I do want to clarify that my main concern is the job availability and not whether I'll have the ability do deal with the job itself. I am limited on time and money so going straight into nursing is my best option although I can understand why its beneficial for some to be a CNA first. Please don't misunderstand that comment. I definetly don't want it to be misunderstood. It's just that I am sure the job duties won't be my issue. I just want to make sure I'll have a job.

Thanks! All opinions welcome .

Has 9 years experience.

Honestly, no one on this site, unless they are a nurse recruiter can answer your question. I can only tell you that it took me 9 long, depressing, frustrating months to land my first job... but I got one.
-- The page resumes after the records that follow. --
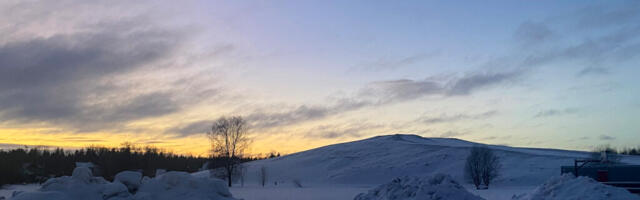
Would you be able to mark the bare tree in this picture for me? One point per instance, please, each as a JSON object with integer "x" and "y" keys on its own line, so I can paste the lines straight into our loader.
{"x": 229, "y": 138}
{"x": 263, "y": 175}
{"x": 482, "y": 166}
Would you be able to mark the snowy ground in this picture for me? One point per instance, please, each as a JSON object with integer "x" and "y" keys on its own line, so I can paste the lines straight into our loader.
{"x": 293, "y": 193}
{"x": 342, "y": 171}
{"x": 8, "y": 190}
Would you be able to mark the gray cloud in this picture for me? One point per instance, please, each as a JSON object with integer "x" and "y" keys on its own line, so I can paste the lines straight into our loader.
{"x": 533, "y": 33}
{"x": 303, "y": 113}
{"x": 454, "y": 118}
{"x": 593, "y": 71}
{"x": 556, "y": 112}
{"x": 392, "y": 64}
{"x": 350, "y": 129}
{"x": 198, "y": 127}
{"x": 469, "y": 83}
{"x": 449, "y": 134}
{"x": 67, "y": 78}
{"x": 606, "y": 137}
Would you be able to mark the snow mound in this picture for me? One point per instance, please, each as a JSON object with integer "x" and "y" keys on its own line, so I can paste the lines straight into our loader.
{"x": 568, "y": 187}
{"x": 182, "y": 185}
{"x": 172, "y": 185}
{"x": 130, "y": 179}
{"x": 439, "y": 186}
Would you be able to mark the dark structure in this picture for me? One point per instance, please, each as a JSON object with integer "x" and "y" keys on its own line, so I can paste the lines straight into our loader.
{"x": 614, "y": 174}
Also, I'm not suggesting that you become a CNA before you go to nursing school, just that you take the course - which will (or should) include clinical time taking care of patients - plus, some students/new grads that have their CNA certificates can and have worked as CNAs during nursing school which may help with finances... (just a suggestion, though I don't recommend working during nursing school - I did and it was HARD...)

Since nursing school takes 2 years for an ADN and 4 years for a BSN, it would take a crystal ball to see 2 to 4 years into the future - the job market 2 to 4 years from now could be great or it could be just as bad.

I wish you luck!

Specializes in LTC, Med-Surg, IMCU/Tele, HH/CM.

I believe that if you are flexible you could find a job fairly quickly after graduation. By flexible I mean that you would be willing to relocate if necessary or take a job that isn't your "dream job" to get started. For instance I was offered a job in LTC days after liscensure. . . but I had worked in LTC as a CNA and then as an LPN for nearly a decade and wanted to hold out for a hospital job. I looked within my tri-state area for 6 months and applied for many, many new graduate residencies. Then I realized if I was going to get a job sooner rather than later, in the setting I wanted (hospital) that I was going to have to make some sacrifices. I landed a job within a month of aplying to oppertunities out of state, but I did have to move 2,000 miles away from home. I don't regret this decision.


139 Posts

Thanks everyone. I am prepared to be flexible. Thanks for the advice.